|The July Technology Q&A column
told how to automatically include an Excel header or footer that
carries the workbook’s path and filename (such as C:
clientfirst quarter results ). We noted that although
such headers and footers can be created easily in Word, Excel
lacks such a built-in function. However, we reported that we had
found an add-on utility that does the job automatically. It’s
available free from JWalk and Associates ( www.j-walk.com/ss/excel/files/addpath.htm
As a result of that item, many readers were surprised to discover that it was possible to create headers and footers for filenames and path in Word, and they asked us how it was done. Here’s the story:
Begin by clicking on the View icon in the toolbar and then Header and Footer . When the Header and Footer toolbar opens, click on Insert AutoText and a menu of choices will drop down. You have, among several options, a choice of Filename and path or just Filename . Click on either one and the header or footer will be formatted automatically, as shown in the screen shot below.

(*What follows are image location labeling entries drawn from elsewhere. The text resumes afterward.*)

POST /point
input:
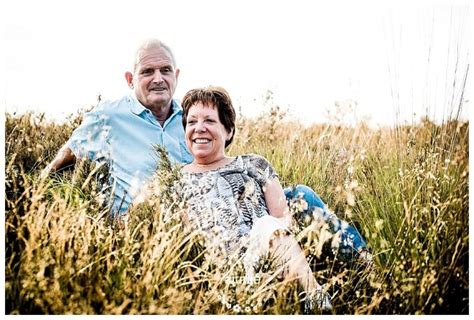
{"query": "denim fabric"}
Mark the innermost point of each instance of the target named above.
(351, 240)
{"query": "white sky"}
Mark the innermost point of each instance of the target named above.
(58, 55)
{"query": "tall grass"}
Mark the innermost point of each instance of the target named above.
(405, 188)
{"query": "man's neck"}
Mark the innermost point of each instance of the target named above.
(163, 113)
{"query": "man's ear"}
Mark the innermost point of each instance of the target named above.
(177, 73)
(129, 78)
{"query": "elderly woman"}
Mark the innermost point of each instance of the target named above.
(238, 200)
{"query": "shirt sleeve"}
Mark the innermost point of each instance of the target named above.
(261, 169)
(89, 140)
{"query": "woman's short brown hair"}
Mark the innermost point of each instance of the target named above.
(212, 96)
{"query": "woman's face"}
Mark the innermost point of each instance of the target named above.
(205, 134)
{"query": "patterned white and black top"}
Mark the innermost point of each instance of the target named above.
(225, 202)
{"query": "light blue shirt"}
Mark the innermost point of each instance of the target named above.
(123, 133)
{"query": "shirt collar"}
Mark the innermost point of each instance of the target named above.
(137, 108)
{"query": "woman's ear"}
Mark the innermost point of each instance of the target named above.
(229, 135)
(129, 78)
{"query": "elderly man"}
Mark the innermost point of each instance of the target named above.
(123, 132)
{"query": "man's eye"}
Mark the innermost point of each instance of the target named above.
(147, 71)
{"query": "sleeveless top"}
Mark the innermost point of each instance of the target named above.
(224, 202)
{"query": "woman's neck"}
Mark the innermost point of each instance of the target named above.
(203, 165)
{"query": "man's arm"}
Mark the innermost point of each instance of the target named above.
(64, 158)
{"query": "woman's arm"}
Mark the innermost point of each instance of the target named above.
(276, 201)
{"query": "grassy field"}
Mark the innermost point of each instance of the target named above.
(405, 188)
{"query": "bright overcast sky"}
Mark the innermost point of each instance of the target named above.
(59, 55)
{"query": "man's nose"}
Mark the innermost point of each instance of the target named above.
(157, 76)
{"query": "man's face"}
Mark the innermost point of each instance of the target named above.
(154, 79)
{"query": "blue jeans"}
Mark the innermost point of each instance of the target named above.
(351, 240)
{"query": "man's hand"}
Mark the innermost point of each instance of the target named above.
(64, 158)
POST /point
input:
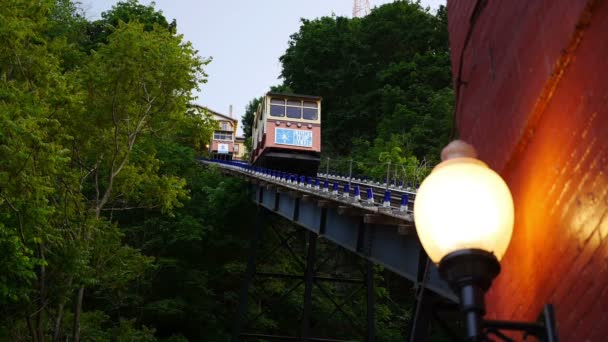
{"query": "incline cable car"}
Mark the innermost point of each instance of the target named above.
(286, 133)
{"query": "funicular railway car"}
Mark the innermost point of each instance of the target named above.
(286, 133)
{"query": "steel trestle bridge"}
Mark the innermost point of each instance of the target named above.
(372, 219)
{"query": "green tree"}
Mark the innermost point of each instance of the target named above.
(387, 73)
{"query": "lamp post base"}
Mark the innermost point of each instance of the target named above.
(470, 273)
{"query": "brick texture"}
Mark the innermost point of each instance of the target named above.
(535, 104)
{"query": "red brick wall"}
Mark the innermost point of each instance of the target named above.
(535, 105)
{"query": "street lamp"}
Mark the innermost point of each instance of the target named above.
(464, 219)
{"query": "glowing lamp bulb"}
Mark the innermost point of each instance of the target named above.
(463, 204)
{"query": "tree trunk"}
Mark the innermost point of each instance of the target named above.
(77, 311)
(31, 328)
(42, 301)
(59, 318)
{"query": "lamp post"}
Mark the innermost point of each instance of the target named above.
(464, 220)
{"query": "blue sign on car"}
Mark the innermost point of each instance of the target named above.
(293, 137)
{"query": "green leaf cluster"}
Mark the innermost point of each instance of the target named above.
(384, 75)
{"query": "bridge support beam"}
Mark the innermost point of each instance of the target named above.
(250, 273)
(371, 301)
(309, 278)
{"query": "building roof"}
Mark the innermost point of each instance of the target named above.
(214, 112)
(312, 97)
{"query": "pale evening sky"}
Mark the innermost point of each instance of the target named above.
(244, 37)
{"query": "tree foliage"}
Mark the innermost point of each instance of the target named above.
(382, 75)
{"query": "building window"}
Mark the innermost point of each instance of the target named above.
(222, 136)
(277, 107)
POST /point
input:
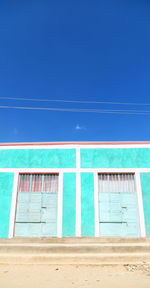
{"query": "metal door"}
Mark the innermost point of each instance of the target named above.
(118, 209)
(36, 214)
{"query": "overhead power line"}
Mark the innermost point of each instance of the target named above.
(98, 111)
(75, 101)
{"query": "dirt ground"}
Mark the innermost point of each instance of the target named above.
(43, 276)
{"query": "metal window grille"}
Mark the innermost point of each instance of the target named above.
(38, 183)
(116, 183)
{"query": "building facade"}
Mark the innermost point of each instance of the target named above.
(75, 189)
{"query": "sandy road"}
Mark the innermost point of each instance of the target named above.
(43, 276)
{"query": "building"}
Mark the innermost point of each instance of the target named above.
(75, 189)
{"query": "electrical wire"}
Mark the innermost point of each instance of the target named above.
(99, 111)
(74, 101)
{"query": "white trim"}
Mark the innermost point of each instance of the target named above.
(74, 146)
(13, 206)
(140, 205)
(78, 194)
(73, 170)
(37, 170)
(96, 205)
(59, 205)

In addition, scores of readers e-mailed us about other Excel methods for including a file’s path and name in the body of the spreadsheet; while these processes are not automatic and may not put the name or path in the header and footer—but in the spreadsheet itself—they’re good alternatives.
The most common method begins by picking a cell position for displaying filename and path and typing =CELL(“filename”) in that cell. Then, when you’re ready to print, click on File, Page Setup and select the Sheet tab and check the Rows to repeat at top box , as shown below.
Another way is to go to the toolbar and click on File, Page Setup , the Header/Footer tab and then the Custom Header box. Then fill in the path and filename and click OK.
Yet another way was submitted by Monika Smith, a CPA at Grant Thornton. She suggests selecting a cell where you want the filename and path to be displayed, going to the toolbar and clicking on Insert and on the fx Function. The screen will open and default to cell as your function name, as shown in the screen shot below.
That will open another window. In the space for info_type enter the path and filename. Then, when you print the worksheet, it will look like this:
With all these suggestions, there should no reason ever to omit a path and filename for every spreadsheet.